This “breath of life” is the spirit from God instilled in man. It is a gift from God to humanity, to each of us. Jesus, being both God and man, had within Him both the Spirit of God and the spirit, “the breath of life,” that God gifts to men and women.
The story of salvation is ultimately one of tragedy and triumph, and both these elements come to a head on the Cross. In Jesus's death, we see the heights of God's poetry with its tones of bittersweet irony.
In the beginning, God created man. And through God's free will and action, He bestowed the breath of life to man, the creature fashioned in the imago Dei. Man sinned. To save human beings from sin, God entered the world as one of them.
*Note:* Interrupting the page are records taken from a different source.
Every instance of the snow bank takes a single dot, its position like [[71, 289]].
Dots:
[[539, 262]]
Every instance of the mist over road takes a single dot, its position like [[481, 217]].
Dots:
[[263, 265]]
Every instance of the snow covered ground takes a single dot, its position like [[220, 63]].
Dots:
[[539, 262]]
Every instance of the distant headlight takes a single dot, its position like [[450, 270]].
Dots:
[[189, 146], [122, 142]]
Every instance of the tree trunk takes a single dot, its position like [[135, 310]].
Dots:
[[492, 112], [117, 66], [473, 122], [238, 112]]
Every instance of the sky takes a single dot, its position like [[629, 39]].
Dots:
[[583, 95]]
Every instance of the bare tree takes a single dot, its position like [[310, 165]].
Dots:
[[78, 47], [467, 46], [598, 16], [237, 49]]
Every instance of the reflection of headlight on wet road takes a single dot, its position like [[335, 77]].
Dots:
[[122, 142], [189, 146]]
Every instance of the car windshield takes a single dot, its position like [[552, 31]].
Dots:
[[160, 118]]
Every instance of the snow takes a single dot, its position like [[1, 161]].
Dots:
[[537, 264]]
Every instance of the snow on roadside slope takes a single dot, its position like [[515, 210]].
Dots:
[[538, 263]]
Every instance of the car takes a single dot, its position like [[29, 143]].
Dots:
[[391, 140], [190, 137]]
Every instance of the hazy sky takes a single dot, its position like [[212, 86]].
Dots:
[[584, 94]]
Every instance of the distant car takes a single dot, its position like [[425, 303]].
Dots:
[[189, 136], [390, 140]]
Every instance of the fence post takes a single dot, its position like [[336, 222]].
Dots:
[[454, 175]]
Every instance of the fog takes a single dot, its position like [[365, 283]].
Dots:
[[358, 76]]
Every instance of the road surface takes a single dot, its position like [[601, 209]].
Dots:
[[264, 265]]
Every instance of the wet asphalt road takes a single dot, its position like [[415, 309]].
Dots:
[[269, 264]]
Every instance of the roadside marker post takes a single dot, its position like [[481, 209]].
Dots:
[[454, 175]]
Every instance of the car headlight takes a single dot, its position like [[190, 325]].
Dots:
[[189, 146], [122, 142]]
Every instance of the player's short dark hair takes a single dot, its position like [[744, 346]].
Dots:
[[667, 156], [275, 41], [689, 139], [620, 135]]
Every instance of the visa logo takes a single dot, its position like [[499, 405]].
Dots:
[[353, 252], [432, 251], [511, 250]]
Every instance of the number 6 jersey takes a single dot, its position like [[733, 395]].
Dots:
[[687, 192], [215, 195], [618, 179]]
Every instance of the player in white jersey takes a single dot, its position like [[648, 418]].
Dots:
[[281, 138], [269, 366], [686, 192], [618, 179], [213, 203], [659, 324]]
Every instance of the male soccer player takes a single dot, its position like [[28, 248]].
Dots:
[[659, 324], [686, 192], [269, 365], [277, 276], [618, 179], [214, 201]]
God was found human in appearance. To save us, He allowed His people, whom He created, to be the death of Him. Through man's free will and action, Jesus had the breath of life knocked out of Him. Jesus who had breathed the first breath of life into man's nostrils, now breathed His last in order to secure for us new life. It was finished.
After that, Jesus would lie dead for three days. But the breath of life would return – and it had to be shared. And that is what love looks like.
Footnotes:
*For a contrary stance and further historical analysis on this view of crucifixion, please compare the research of Frederick T. Zugbie, The Crucifixion of Jesus: A Forensic Inquiry (M. Evans, 2005).